Day Four – Memory Four – Pollywog Hunting in a Buffalo Wallow

Day Four – Memory Four – Wading in a Buffalo Wallow

The challenge:

What is one of your favorite childhood memories involving water.  Preferably not in a swimming pool?  What was fun about it? What was special about it? Why do you remember it? Where were you?

I’m going to try to write up 365 memories this year.

So far I’ve been 2 hours late and a day behind.

It will probably get worse before January is over!

So lately I’ve been thinking about buffalo wallows.

The backyard I played in while growing up was a cow pasture.

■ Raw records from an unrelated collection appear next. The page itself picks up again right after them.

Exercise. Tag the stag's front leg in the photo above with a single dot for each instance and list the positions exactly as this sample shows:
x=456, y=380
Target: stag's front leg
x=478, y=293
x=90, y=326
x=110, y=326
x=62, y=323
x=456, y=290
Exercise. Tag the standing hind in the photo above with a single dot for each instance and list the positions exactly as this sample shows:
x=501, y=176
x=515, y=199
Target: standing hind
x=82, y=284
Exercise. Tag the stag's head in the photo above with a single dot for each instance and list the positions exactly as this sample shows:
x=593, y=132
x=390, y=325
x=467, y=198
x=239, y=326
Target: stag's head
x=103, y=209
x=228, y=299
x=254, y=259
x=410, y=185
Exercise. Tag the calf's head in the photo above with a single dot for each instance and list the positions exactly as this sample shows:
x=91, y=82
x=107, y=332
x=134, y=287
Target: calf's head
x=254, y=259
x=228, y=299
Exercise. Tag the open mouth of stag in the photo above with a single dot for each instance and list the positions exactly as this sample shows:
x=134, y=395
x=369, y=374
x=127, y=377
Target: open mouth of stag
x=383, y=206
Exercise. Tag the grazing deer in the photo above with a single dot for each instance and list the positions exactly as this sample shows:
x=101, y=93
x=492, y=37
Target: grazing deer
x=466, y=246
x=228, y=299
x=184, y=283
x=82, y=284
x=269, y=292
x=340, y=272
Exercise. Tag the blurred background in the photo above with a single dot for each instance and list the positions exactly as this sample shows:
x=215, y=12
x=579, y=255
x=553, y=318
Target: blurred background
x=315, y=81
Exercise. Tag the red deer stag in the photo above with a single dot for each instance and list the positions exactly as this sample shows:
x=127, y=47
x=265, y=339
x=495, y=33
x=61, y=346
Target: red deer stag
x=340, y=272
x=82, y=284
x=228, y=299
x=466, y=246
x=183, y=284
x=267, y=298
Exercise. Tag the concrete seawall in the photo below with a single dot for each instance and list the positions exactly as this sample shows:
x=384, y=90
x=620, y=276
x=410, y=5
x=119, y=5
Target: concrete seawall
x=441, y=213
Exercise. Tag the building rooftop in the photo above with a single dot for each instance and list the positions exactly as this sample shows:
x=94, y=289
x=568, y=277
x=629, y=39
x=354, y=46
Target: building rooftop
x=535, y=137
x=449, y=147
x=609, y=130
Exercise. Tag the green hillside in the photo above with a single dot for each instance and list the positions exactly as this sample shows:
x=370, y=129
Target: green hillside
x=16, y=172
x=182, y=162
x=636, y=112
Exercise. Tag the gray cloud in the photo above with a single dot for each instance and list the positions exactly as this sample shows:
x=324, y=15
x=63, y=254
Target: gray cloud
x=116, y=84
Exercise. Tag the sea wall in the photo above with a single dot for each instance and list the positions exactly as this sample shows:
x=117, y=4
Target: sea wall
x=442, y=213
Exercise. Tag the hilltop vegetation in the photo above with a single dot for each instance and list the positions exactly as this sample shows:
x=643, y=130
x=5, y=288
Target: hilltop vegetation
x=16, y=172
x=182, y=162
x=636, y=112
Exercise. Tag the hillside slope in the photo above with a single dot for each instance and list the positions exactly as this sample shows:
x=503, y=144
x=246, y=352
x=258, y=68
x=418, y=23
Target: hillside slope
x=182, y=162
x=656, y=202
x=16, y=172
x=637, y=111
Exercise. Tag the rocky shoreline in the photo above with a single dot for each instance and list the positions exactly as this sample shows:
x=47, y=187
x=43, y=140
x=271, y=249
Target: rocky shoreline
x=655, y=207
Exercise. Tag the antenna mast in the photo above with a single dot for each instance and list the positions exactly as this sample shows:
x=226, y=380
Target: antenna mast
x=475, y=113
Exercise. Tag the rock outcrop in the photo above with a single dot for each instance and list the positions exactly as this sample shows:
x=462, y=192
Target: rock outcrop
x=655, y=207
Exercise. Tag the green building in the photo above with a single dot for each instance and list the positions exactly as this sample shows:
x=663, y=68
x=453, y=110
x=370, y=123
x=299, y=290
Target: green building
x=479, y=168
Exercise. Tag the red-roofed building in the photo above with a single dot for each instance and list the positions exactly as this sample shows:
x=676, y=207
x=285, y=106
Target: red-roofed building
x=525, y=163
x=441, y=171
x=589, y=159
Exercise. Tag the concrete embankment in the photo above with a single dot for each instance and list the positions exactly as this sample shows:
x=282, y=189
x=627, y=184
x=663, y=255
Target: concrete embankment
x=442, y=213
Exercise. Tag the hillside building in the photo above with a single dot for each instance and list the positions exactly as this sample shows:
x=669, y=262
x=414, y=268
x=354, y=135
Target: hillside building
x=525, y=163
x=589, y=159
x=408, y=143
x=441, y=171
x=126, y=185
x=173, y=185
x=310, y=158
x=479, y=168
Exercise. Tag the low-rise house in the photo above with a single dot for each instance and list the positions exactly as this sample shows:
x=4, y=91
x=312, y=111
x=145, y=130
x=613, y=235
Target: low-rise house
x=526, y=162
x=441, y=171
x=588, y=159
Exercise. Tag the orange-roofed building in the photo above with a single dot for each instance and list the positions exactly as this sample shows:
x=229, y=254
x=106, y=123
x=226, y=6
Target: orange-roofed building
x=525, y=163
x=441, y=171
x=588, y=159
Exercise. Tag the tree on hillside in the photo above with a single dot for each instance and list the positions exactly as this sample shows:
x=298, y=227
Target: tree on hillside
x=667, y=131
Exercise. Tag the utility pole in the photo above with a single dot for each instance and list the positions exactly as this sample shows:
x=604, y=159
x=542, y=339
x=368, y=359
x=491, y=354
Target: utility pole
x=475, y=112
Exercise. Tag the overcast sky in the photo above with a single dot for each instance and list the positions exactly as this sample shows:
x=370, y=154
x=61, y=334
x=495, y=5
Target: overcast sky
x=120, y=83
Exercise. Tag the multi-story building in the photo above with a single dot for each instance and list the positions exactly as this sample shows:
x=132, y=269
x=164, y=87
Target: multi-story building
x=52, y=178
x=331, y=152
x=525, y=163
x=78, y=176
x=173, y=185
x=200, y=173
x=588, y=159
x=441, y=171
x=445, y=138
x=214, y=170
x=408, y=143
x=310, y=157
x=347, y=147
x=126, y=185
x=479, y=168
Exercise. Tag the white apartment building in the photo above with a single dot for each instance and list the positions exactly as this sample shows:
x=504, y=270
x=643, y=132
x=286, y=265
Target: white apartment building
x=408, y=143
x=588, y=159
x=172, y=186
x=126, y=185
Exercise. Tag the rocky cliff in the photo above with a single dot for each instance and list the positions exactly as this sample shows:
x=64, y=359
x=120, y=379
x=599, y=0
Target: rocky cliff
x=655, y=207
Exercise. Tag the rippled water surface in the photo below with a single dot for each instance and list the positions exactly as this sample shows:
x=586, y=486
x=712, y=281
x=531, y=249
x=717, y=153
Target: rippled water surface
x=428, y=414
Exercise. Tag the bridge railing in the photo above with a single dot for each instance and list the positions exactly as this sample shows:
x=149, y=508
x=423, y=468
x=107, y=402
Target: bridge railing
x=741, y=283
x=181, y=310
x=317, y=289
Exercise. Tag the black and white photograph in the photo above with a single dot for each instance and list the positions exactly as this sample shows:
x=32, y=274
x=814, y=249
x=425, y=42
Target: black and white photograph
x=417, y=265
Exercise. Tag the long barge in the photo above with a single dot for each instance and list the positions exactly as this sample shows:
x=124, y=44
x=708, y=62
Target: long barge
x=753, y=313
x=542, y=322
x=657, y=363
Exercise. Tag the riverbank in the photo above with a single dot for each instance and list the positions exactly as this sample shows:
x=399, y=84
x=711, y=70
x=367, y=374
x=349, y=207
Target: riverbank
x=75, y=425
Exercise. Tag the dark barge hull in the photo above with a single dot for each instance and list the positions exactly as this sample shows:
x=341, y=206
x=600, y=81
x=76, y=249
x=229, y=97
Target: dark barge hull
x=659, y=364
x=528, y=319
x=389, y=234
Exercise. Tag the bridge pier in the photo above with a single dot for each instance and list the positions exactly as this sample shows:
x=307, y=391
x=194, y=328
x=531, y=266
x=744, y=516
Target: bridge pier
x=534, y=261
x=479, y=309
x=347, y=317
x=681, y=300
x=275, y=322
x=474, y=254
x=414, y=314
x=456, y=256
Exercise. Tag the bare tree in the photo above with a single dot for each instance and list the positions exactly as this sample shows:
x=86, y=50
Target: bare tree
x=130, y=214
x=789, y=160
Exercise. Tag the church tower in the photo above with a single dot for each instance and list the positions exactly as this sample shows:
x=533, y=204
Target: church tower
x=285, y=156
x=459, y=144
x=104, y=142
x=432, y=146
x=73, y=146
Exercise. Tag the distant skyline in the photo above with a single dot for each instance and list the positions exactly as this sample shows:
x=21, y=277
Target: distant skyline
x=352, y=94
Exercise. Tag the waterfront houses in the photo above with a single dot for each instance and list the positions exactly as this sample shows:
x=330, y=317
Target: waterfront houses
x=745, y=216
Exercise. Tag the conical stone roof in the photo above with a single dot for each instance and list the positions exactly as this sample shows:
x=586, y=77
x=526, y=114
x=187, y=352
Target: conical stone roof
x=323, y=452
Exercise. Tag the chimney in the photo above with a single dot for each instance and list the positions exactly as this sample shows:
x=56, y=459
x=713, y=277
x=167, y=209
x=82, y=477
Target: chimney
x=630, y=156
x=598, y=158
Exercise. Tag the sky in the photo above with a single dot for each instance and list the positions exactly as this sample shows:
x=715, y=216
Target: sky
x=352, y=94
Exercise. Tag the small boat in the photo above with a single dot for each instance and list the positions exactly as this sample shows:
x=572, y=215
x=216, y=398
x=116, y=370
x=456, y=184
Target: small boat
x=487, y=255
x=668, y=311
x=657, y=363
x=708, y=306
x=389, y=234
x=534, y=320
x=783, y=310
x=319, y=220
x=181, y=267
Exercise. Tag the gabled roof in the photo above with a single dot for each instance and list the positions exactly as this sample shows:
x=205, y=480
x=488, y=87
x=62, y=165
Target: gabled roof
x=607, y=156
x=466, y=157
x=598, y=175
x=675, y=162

Before it was a cow pasture, it was prairie. There were coyotes, antelope, prairie chickens, pheasant, quail – and buffalo.,

Our pasture had quite a few large depressions on a hillside between two creeks. Water gathered in the wallows and it would stay there for several days after a rain.

We loved to splash and wade in those buffalo wallows, squishing grass and mud between our toes with the water almost up to our knees. (we were pretty short then…)

Every spring, those buffalo wallows were full of little pollywogs or tadpoles.

We’d gather them up in canning jars, and cart them back to the house, where over several days’ time, we’d watch them turn into little baby frogs.

Once they turned into frogs we’d take them outside where they were thoroughly admired, their jumping skills assessed, and turn them loose.

And when the next spring rain came along, we’d start all over again with more pollywogs.

Caution:  I don’t know if any children will read this, or parents who might try to find pollywogs for their kids to watch grow, but when I googled Pollywogs to try to learn exactly how long it would take on average for a pollywog to turn into a frog, I found that frogs and tadpoles can transmit diseases to humans.

Two scary diseases, such as salmonella and tuberculosis.  (Check out the article here: http://frogsource.com/article/from-frogs-humans-disease-transmission

The article indicates that the salmonella can be a lot riskier for younger children, so I feel pretty lucky that we didn’t end up with any bad side effects from all the fun we had with pollywogs!